All three artists create intimate scale works and employ centrality in their compositions. The subject matter ranges from architecture, environments and signs to people and interiors, images captured on travels across America’s deep south, New Zealand’s North Island and Australia.

Eggleston and McKenna create colour snapshot-like images while Aberhart’s toned black and white silver gelatin contact prints engage with a stricter formality.

Eggleston originally trained as a painter and is known as a pioneer of colour photography. His dye transfer prints shook the photography world and launched a photographic style called the Democratic Camera, the idea that anything, no matter how inconsequential, is worthy of photographing and becoming the subject of art. As a young artist in the early 1980s, McKenna was struck by Eggleston’s images and their focus on the commonplace.

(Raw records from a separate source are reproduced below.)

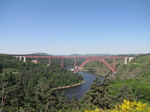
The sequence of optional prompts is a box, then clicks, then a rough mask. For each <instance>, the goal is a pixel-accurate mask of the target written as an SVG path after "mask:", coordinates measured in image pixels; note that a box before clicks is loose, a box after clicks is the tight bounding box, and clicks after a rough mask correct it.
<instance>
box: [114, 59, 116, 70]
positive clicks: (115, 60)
mask: <svg viewBox="0 0 150 112" xmlns="http://www.w3.org/2000/svg"><path fill="white" fill-rule="evenodd" d="M113 69H114V71H115V72H116V58H114V63H113Z"/></svg>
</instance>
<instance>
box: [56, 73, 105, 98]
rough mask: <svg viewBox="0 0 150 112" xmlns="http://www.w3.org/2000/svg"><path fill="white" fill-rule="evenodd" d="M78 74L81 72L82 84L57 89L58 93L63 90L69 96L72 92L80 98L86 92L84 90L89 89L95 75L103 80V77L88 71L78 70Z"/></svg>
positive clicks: (59, 92)
mask: <svg viewBox="0 0 150 112" xmlns="http://www.w3.org/2000/svg"><path fill="white" fill-rule="evenodd" d="M79 74H81V75H82V76H83V78H84V83H83V84H81V85H78V86H75V87H71V88H65V89H59V90H58V94H61V93H62V91H64V92H65V94H66V96H68V97H70V98H71V97H72V96H73V95H74V94H76V95H77V98H81V97H82V96H83V95H84V94H85V93H86V91H87V90H89V89H90V85H91V83H93V80H94V79H95V78H96V77H99V78H100V80H101V81H103V77H100V76H97V75H94V74H92V73H90V72H85V71H80V72H79Z"/></svg>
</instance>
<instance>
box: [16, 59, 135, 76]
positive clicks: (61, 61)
mask: <svg viewBox="0 0 150 112" xmlns="http://www.w3.org/2000/svg"><path fill="white" fill-rule="evenodd" d="M14 57H16V58H17V59H18V58H19V59H20V60H22V58H23V61H24V62H26V59H27V58H35V59H36V60H35V63H38V59H39V58H47V59H48V65H51V59H52V58H60V59H62V61H61V67H62V68H63V67H64V59H65V58H72V59H74V72H75V73H77V72H79V71H80V70H81V68H82V67H84V65H86V64H87V63H89V62H91V61H100V62H102V63H104V64H105V65H106V66H107V67H108V68H109V69H110V70H111V71H112V72H113V73H116V59H120V58H123V59H125V61H124V63H125V64H127V62H130V61H131V60H132V59H133V58H134V57H119V56H14ZM78 58H84V59H86V60H85V61H84V62H83V63H82V64H81V65H80V66H79V67H77V66H76V59H78ZM105 59H113V66H110V64H109V63H107V62H106V61H105Z"/></svg>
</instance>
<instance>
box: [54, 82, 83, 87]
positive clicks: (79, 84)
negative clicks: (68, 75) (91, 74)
mask: <svg viewBox="0 0 150 112" xmlns="http://www.w3.org/2000/svg"><path fill="white" fill-rule="evenodd" d="M83 83H84V80H83V81H82V82H80V83H77V84H74V85H72V86H64V87H57V88H53V89H65V88H71V87H75V86H78V85H81V84H83Z"/></svg>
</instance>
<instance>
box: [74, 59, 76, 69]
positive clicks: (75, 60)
mask: <svg viewBox="0 0 150 112" xmlns="http://www.w3.org/2000/svg"><path fill="white" fill-rule="evenodd" d="M74 71H76V58H74Z"/></svg>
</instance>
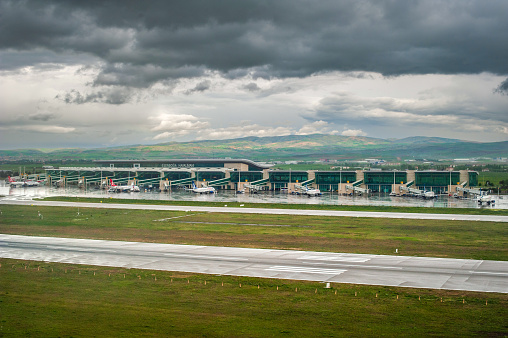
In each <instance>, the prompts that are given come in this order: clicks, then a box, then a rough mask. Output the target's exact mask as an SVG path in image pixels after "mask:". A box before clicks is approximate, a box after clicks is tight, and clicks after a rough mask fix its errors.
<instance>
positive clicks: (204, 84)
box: [185, 80, 212, 95]
mask: <svg viewBox="0 0 508 338" xmlns="http://www.w3.org/2000/svg"><path fill="white" fill-rule="evenodd" d="M211 85H212V82H211V81H210V80H205V81H201V82H200V83H198V84H197V85H196V86H195V87H194V88H192V89H189V90H186V91H185V94H186V95H190V94H192V93H196V92H204V91H206V90H208V89H210V86H211Z"/></svg>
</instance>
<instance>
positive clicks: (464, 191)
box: [457, 181, 482, 196]
mask: <svg viewBox="0 0 508 338" xmlns="http://www.w3.org/2000/svg"><path fill="white" fill-rule="evenodd" d="M466 185H467V181H466V182H462V183H461V184H460V185H459V186H458V187H457V191H462V192H463V193H467V194H472V195H479V196H481V195H482V190H481V189H471V188H465V186H466Z"/></svg>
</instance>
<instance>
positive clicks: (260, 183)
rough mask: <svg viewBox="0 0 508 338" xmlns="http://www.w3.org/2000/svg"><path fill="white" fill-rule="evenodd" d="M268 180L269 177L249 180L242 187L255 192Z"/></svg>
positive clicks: (249, 190) (268, 179) (262, 185)
mask: <svg viewBox="0 0 508 338" xmlns="http://www.w3.org/2000/svg"><path fill="white" fill-rule="evenodd" d="M268 181H270V179H269V178H263V179H260V180H257V181H254V182H250V183H249V184H246V185H244V187H245V188H247V189H249V191H251V192H254V193H256V192H258V191H259V190H261V189H262V188H263V185H265V184H266V183H268Z"/></svg>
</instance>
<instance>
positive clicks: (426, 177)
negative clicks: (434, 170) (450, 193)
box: [415, 171, 460, 189]
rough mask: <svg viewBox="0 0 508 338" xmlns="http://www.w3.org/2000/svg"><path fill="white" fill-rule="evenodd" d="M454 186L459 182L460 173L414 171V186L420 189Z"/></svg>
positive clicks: (453, 171) (426, 171)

Highlights in the exhibition include Eggleston’s Untitled (Memphis) (1970), an iconic image from his early work featuring a tricycle that looms gigantically, dwarfing all around it and adopting the view of a child.

McKenna taps into child-like wonder too through his series of paintings of ‘big things’ such as the Big Pineapple, Big Orange or Big Penguin – a very Australian civic obsession.

Aberhart’s portrait of his daughter lying on a roof next to a ladder leading to the sky, Kamala, Lyttelton, September 1981 (1981), reflects on being a child and the swift passing of life. His gaze often falls on things in the process of disappearing, such as childhood or the built environment. McKenna first discovered Aberhart’s photographs in the early 1990s.

On the work of all three artists, MCA Curator Glenn Barkley said: ’They are akin to short stories where emotions and narratives are condensed into rich and provocative sensations. And while they do reflect the everyday world, they also make manifest the power of art to alert us to the wonder and poetry that is all around us.’

South of no North is presented in the Level 1 South Gallery.